Now, there are multiple answers why PyPy is so special: the project development is running from 2004, started as a research project rather than from a company, reimplements Python in Python, implements a JIT compiler in Python, and can translate RPython (Python code with some limitations for the framework to be able to translate that code to C) to compiled binary.

The current version of PyPy is 99% compatible with CPython version 2.5, and can run Django, Twisted and many other Python programs. There used to be a limitation of not being able to run existing CPython C extensions, but that is also being addressed with cpyext module in PyPy. C API compatibility is possible and to some extent already implemented. JIT is also very real, see this pystone comparison.

With CPython:

Python 2.5.5 (r255:77872, Apr 21 2010, 08:44:16) 
[GCC 4.4.3] on linux2
Type "help", "copyright", "credits" or "license" for more information.
>>> from test import pystone
>>> pystone.main(1000000)
Pystone(1.1) time for 1000000 passes = 12.28
This machine benchmarks at 81433.2 pystones/second

With PyPy:

Python 2.5.2 (75632, Jun 28 2010, 14:03:25)
[PyPy 1.3.0] on linux2
Type "help", "copyright", "credits" or "license" for more information.
And now for something completely different: ``A radioactive cat has 18
half-lives.''
>>>> from test import pystone
>>>> pystone.main(1000000)
Pystone(1.1) time for 1000000 passes = 1.50009
This machine benchmarks at 666625 pystones/second

So you can get a nearly 10x speedup just by using PyPy on some calculations!

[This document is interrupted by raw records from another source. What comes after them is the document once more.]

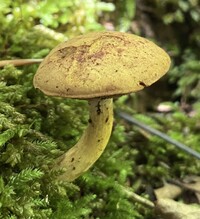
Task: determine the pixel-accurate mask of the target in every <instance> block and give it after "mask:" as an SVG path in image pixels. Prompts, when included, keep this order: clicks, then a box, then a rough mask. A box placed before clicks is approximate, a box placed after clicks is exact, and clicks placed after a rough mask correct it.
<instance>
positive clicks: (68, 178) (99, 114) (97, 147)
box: [55, 98, 113, 182]
mask: <svg viewBox="0 0 200 219" xmlns="http://www.w3.org/2000/svg"><path fill="white" fill-rule="evenodd" d="M112 126H113V101H112V98H109V99H102V98H96V99H91V100H89V120H88V127H87V128H86V130H85V131H84V133H83V135H82V137H81V138H80V140H79V141H78V142H77V144H76V145H74V146H73V147H72V148H71V149H70V150H68V151H67V152H66V153H65V154H63V155H62V156H61V157H59V158H58V160H57V163H56V166H55V169H61V168H63V170H64V174H62V175H61V176H60V179H62V180H64V181H68V182H71V181H73V180H74V179H76V178H77V177H79V176H80V175H82V174H83V173H84V172H85V171H87V170H88V169H89V168H90V167H91V166H92V165H93V164H94V163H95V161H96V160H97V159H98V158H99V157H100V156H101V154H102V153H103V151H104V149H105V147H106V145H107V143H108V140H109V138H110V135H111V131H112Z"/></svg>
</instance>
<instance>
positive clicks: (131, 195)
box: [120, 186, 155, 209]
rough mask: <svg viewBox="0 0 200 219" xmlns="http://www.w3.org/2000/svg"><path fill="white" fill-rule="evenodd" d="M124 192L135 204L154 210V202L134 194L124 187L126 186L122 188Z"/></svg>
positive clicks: (135, 194) (130, 191)
mask: <svg viewBox="0 0 200 219" xmlns="http://www.w3.org/2000/svg"><path fill="white" fill-rule="evenodd" d="M120 187H121V189H122V191H123V192H124V193H125V194H126V195H127V196H128V197H129V198H131V199H132V200H134V201H135V202H138V203H140V204H142V205H144V206H146V207H148V208H151V209H152V208H154V207H155V205H154V203H153V202H151V201H150V200H148V199H146V198H143V197H142V196H140V195H138V194H136V193H134V192H132V191H131V190H130V189H128V188H126V187H124V186H120Z"/></svg>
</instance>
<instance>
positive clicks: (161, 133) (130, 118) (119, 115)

So, as PyPy project is slowly maturing and offering some advantages, it is attracting more interest from people trying to address speed issues in their code. An alternative to PyPy is unladden swallow (a Google project) which aims to speed up CPython implementation by using LLVM's JIT capabilities, but progress on unladden swallow was slowed because the developer needed to deal with bugs in LLVM.

So, to sum it up, I guess PyPy is regarded the future of Python because it's separating language specification from VM implementation. Features introduced in, eg. stackless Python, could then be implemented in PyPy with very little extra effort, because it's just altering language specification and you keep the shared code the same. Less code, less bugs, less merging, less effort.

And by writing, for example, a new bash shell implementation in RPython, you could get a JIT compiler for free and speed up many linux shell scripts without actually learning any heavy JIT knowledge.